Um mehr Entwickler zu überzeugen, Apps für Blackberry zu entwickeln, müssen mehr Blackberry-Smartphones her - aktuell laufen lediglich die Modelle Blackberry Z10 und Blackberry Q10 mit Blackberry 10. Somit ist den Kanadiern der Weg in den Massenmarkt aufgrund des momentan noch kaum konkurrenzfähigen App-Angebots mehr oder weniger versperrt.

Blackberry Z10
Blackberry Z10: Für den Touchscreen optimierte Plattform.
© Blackberry

Das Merkel-Phone

Dafür stehen ihnen die Tore in den Nischenmarkt der Businesswelt aber weiterhin sperrangelweit offen - schließlich gelten die Mailserver von Blackberry als die sichersten der Welt. Nicht von ungefähr ist Blackberry seit über einem Jahrzehnt ein geschätzter Partner von Regierungsbehörden. Sowohl Angela Merkel und Co als auch das US-Verteidigungsministerium im Pentagon haben kürzlich das neue Betriebssystem Blackberry 10 abgesegnet und Gerätebestellungen aufgegeben. 

Kanzler-Handy: So simst Merkel ab Juli

Das in Blackberry 10 implementierte System "Balance" ermöglicht es, geschäftliche und private Inhalte vollständig entkoppelt voneinander zu nutzen - für viele Businesskunden ein wichtiges Kriterium. Der aktuelle Trend "Bring Your Own Device" wiederum spricht eher gegen Blackberry.

Wer aber hochsensible Patienten- oder Kundendaten auf seinem Smartphone verwaltet und bearbeitet, der ist mit Blackberry auf der sicheren Seite - besonders im Vergleich mit der offenen Natur der Android-Plattform. 

Blackberry Balance
Blackberry Balance: Trennung von privaten und geschäftlichen Informationen.
© connect

connect-Prognose

Es ist zwar definitiv zu früh, um Blackberry abzuschreiben, doch von einem Befreiungsschlag der Kanadier kann auch keine Rede sein. In den USA wird der Neustart eher flau eingeschätzt, denn obwohl das Z10 weltweit bereits mehr als eine Million Mal über den Tisch gegangen ist, sind Gesamtverkauf und Umsatz des Unternehmens weiter gesunken. 

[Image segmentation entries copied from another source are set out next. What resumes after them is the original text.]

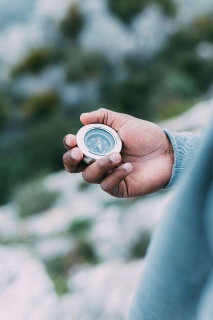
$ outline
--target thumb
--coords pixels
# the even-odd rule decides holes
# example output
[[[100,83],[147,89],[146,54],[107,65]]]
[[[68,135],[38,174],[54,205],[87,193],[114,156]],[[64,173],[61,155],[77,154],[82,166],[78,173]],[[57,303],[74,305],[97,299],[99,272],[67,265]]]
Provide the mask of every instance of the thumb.
[[[122,116],[121,113],[101,108],[90,112],[82,113],[80,119],[84,125],[102,123],[109,127],[112,126],[113,129],[117,130],[118,128],[116,127],[116,122],[121,116]]]

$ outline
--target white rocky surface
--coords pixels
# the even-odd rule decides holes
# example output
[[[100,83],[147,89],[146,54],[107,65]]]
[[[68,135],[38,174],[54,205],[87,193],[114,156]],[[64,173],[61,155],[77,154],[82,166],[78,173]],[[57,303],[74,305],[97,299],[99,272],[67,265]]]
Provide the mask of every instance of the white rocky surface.
[[[71,292],[60,300],[64,320],[123,320],[126,318],[143,260],[123,264],[101,264],[70,277]]]
[[[213,112],[212,101],[160,124],[174,131],[203,130]],[[121,199],[98,185],[82,189],[82,181],[81,174],[64,171],[48,175],[45,188],[59,192],[55,205],[24,219],[15,203],[0,207],[0,238],[9,243],[0,246],[0,318],[126,318],[144,263],[128,260],[131,244],[141,232],[151,232],[157,224],[175,188],[135,200]],[[72,257],[75,243],[68,230],[82,217],[92,219],[88,240],[102,263],[72,268],[69,292],[59,297],[40,261]]]
[[[42,264],[25,249],[3,246],[0,260],[0,318],[57,319],[57,295]]]
[[[200,102],[185,112],[162,122],[159,125],[173,131],[204,132],[212,116],[213,98]]]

Mit seinem Mailservice kann Blackberry die Menschen nicht mehr begeistern, die hohe Sicherheit ist da schon eher ein Trumpf. Wenn die Blackberry-Mannen sich darauf fokussieren, bleiben sie in der Nische. Um im Massenmarkt Fuß zu fassen, brauchen sie mehr Geräte sowie mehr und bessere Apps.

Die Plattform: So funktioniert Blackberry 10

Es muss auch die Frage erlaubt sein, ob sich ein Hersteller - wenn er denn nicht gerade Apple heißt und ein starkes Image hat - den Luxus der Exklusivität leisten kann. Blackberry hat bis dato weder sein Betriebssystem noch seine Services für andere geöffnet. Genau wie Apple macht Blackberry alles selbst - von Hardware über Software bis zu den Diensten. Dass sich dies ändern könnte, ist nicht ausgeschlossen. 

Vor einigen Wochen hat Lenovo Interesse an Blackberry angedeutet; Microsoft, Nokia und IBM sollen die Blackberry-Mailserver reizvoll finden. Raum für Interpretationen lässt auch der deutsche Blackberry-Chef Thorsten Heins, der sich für "alle strategischen Optionen" offen zeigt. In welche Richtung sich das Unternehmen entwickeln wird, ist folglich schwierig einzuschätzen.